Marina, Mare Nostrum: sale a 22 il numero di scafisti assicurati alla giustizia

mare-nostrumRoma, 26 gen – Il primo caso destò scalpore per la dinamica che portò all’arresto, in un colpo solo, di 16 persone tutte responsabili del reato associativo di favoreggiamento all’immigrazione clandestina avvenuto nel mese di novembre, al largo di Capo Passero ove è stata localizzata una nave madre con a rimorchio una imbarcazione carica di migranti. L’ultimo caso invece quello concretizzatosi dopo il soccorso di 205 migranti effettuato il 22 gennaio scorso da Nave Zeffiro e poi trasportati a terra ad Augusta da Nave Libra.

Ogni fermo si è reso possibile grazie all’attività di Polizia Giudiziaria e di raccolta di informazioni a bordo delle Navi della Marina Militare e di ulteriori indagini portate avanti dalle Procure interessate dagli eventi.

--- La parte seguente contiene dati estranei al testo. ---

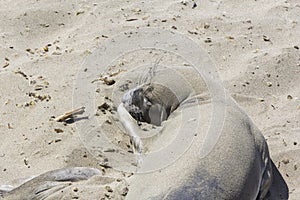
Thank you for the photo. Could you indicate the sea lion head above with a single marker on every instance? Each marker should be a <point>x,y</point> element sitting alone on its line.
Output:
<point>151,103</point>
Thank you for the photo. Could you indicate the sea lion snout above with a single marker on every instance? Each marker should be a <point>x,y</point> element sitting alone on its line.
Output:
<point>146,103</point>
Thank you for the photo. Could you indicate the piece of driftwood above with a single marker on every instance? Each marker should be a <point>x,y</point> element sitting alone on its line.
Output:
<point>69,114</point>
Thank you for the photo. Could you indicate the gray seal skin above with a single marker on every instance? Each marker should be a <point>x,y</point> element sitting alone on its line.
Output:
<point>238,167</point>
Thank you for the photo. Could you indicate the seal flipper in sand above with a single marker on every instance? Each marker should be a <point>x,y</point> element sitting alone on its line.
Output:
<point>47,184</point>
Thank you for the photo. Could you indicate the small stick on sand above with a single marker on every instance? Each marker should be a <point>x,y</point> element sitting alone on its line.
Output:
<point>69,114</point>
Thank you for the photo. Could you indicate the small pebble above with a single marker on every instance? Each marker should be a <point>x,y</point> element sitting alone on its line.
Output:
<point>285,161</point>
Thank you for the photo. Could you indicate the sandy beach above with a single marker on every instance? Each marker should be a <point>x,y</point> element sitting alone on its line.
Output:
<point>44,44</point>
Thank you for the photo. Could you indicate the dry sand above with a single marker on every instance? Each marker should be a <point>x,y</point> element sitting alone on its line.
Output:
<point>255,45</point>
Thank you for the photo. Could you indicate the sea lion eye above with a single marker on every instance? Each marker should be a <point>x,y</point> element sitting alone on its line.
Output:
<point>147,102</point>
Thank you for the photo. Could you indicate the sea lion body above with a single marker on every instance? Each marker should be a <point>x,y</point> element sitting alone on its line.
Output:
<point>238,167</point>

Nell’ultimo caso di soccorso, appunto quello del 22 gennaio che ha coinvolto le Unità della Marina Militare, Nave Zeffiro e Nave Libra, a conclusione dell’attività di Polizia Giudiziaria, avviata dal personale militare a bordo di Nave Zeffiro e successivamente intrapresa, sin dal momento dell’approdo ad Augusta di Nave Libra, dal Responsabile del Gruppo Interforze per il Contrasto all’Immigrazione Clandestina (GICIC) presso la Procura della Repubblica di Siracusa, in costante raccordo con lo stesso Sostituto Procuratore, il Dott. Nicastro, coadiuvato dal personale dellaPolizia di Stato della task force del Ministero dell’Interno, della Guardia Costiera di Augusta e dell’Arma dei Carabinieri di Cassibile e sulla scorta degli atti di Polizia giudiziaria redatti dai militari della Marina Militare di nave Zeffiro e delle informazioni pervenute dal team di PS a bordo di nave San Marco, si è giunti all’individuazione e successivo fermo di due scafisti, un tunisino ed un marocchino, responsabili del reato di favoreggiamento all’immigrazione clandestina per aver condotto, dalla Libia all’Italia, migranti a bordo di un barcone fatiscente.

I due soggetti – indagati – sono stati ristretti presso la casa circondariale di Siracusa. Entrambi i fermati sono stati trovati in possesso di una cospicua somma di denaro, in particolare dollari di grosso taglio. Uno dei due era già noto alle forze dell’ordine per precedenti ingressi in Italia.